The problem is, like any ongoing narrative, from professional wrestling to the Marvel Universe, the Story of BTS needs villains – only the relentlessly upbeat tone of K-pop, where everyone seems to get along, doesn’t seem to allow for any in the group. So as the Rise of BTS became the dominant storyline, the media was cast as the bad guys. Some journalists are accused of failing to acknowledge BTS’ popularity, while others are accused of misusing it for clickbait (think of those “provocative keywords”). BTS fans can be especially outraged by media coverage of the group, which they see as being more authentic than most but is usually portrayed by journalists as less so. Sometimes, this curdles into online harassment, which isn’t uncommon among some groups of fans – but it’s especially ironic coming from devotees of a group with such progressive politics.

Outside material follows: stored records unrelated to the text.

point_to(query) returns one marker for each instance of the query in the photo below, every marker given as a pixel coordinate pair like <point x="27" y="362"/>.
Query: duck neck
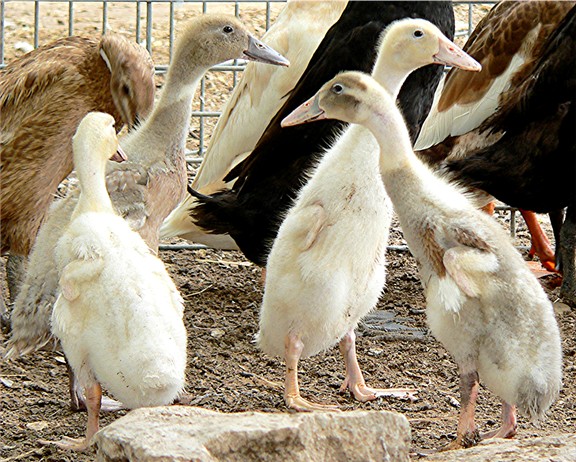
<point x="169" y="122"/>
<point x="91" y="176"/>
<point x="389" y="129"/>
<point x="388" y="70"/>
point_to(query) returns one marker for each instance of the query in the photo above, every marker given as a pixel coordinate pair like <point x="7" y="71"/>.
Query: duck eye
<point x="337" y="88"/>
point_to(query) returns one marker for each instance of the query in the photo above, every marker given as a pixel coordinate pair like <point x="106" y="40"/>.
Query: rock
<point x="550" y="448"/>
<point x="180" y="433"/>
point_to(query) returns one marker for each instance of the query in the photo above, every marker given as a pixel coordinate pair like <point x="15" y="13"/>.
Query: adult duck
<point x="507" y="42"/>
<point x="343" y="199"/>
<point x="483" y="303"/>
<point x="147" y="187"/>
<point x="267" y="181"/>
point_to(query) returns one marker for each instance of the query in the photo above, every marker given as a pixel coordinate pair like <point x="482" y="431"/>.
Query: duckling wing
<point x="127" y="185"/>
<point x="77" y="272"/>
<point x="307" y="223"/>
<point x="469" y="260"/>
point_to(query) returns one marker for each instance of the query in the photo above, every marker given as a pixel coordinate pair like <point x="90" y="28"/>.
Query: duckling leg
<point x="540" y="244"/>
<point x="467" y="434"/>
<point x="93" y="401"/>
<point x="355" y="380"/>
<point x="77" y="400"/>
<point x="509" y="426"/>
<point x="293" y="347"/>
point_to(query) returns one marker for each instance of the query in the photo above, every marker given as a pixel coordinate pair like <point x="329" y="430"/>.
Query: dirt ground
<point x="226" y="371"/>
<point x="222" y="293"/>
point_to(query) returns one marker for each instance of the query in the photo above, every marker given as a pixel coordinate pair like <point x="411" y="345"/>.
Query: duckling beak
<point x="453" y="55"/>
<point x="258" y="51"/>
<point x="119" y="155"/>
<point x="309" y="111"/>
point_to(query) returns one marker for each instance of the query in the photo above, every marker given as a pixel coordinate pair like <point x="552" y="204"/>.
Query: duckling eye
<point x="337" y="89"/>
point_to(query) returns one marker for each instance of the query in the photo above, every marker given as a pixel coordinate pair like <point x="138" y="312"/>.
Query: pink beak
<point x="307" y="112"/>
<point x="119" y="155"/>
<point x="453" y="55"/>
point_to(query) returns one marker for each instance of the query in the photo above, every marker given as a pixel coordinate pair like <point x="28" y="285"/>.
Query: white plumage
<point x="119" y="315"/>
<point x="326" y="269"/>
<point x="260" y="93"/>
<point x="483" y="303"/>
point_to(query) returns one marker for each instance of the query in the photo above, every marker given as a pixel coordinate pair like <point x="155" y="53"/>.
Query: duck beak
<point x="119" y="155"/>
<point x="307" y="112"/>
<point x="453" y="55"/>
<point x="260" y="52"/>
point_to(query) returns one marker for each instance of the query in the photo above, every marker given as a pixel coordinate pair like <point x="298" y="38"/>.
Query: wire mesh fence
<point x="26" y="24"/>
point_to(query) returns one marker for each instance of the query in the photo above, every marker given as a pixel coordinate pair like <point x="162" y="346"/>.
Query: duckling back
<point x="119" y="316"/>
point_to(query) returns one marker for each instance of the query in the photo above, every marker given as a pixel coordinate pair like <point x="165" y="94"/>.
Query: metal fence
<point x="22" y="27"/>
<point x="142" y="28"/>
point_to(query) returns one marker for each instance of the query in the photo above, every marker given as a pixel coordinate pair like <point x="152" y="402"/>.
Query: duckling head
<point x="416" y="42"/>
<point x="96" y="134"/>
<point x="211" y="39"/>
<point x="346" y="97"/>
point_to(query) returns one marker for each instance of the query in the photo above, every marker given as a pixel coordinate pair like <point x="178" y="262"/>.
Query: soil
<point x="226" y="371"/>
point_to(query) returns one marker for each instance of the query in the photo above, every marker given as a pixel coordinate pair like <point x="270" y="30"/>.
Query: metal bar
<point x="36" y="22"/>
<point x="2" y="36"/>
<point x="149" y="27"/>
<point x="71" y="18"/>
<point x="138" y="12"/>
<point x="104" y="16"/>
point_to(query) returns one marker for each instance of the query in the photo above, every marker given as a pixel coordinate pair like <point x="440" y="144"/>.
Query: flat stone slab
<point x="182" y="433"/>
<point x="558" y="448"/>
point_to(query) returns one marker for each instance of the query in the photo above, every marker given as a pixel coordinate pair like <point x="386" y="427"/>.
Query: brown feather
<point x="43" y="96"/>
<point x="495" y="41"/>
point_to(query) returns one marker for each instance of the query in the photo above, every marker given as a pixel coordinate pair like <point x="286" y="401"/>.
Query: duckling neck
<point x="93" y="194"/>
<point x="389" y="129"/>
<point x="388" y="70"/>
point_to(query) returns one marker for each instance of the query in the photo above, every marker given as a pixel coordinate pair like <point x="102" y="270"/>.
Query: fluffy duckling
<point x="342" y="200"/>
<point x="119" y="315"/>
<point x="146" y="188"/>
<point x="483" y="303"/>
<point x="268" y="180"/>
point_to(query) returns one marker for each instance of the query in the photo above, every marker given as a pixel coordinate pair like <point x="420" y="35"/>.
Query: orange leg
<point x="509" y="426"/>
<point x="355" y="380"/>
<point x="540" y="243"/>
<point x="467" y="434"/>
<point x="293" y="350"/>
<point x="93" y="401"/>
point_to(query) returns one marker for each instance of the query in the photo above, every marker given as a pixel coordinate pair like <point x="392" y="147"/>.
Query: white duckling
<point x="483" y="303"/>
<point x="145" y="189"/>
<point x="119" y="315"/>
<point x="326" y="269"/>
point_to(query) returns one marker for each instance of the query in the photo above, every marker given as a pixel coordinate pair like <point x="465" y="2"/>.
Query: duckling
<point x="267" y="181"/>
<point x="483" y="303"/>
<point x="145" y="189"/>
<point x="342" y="200"/>
<point x="119" y="315"/>
<point x="261" y="91"/>
<point x="508" y="42"/>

There’s an ugliness in some of this behavior that evokes the worst of modern politics, where politicians complain about being quoted and their supporters attack journalists online. (Would BTS’ “temporary break” be considered an alternative fact?) At this point, most politicians on the far-right, and some on the far-left, have their own fan armies, who defend their idols from criticism both real and perceived. The idea, as in pop music, is to enjoy the success of others but also to help make it happen. Some of this has to do with the way social media flattens discussions into shouting matches that look like they can be won or lost. Politics, like pop music, is now about tribal loyalty to larger-than-life figures, more because of who they are and what they represent than the policies they favor or the music they record. And these tribes don’t want journalists to cover their idols – they want them to fawn over them, or else apologize for failing to do so.

Over the next few days, I may very well be attacked myself. But I hope I’m wrong, and that BTS fans will put their formidable energy to better use.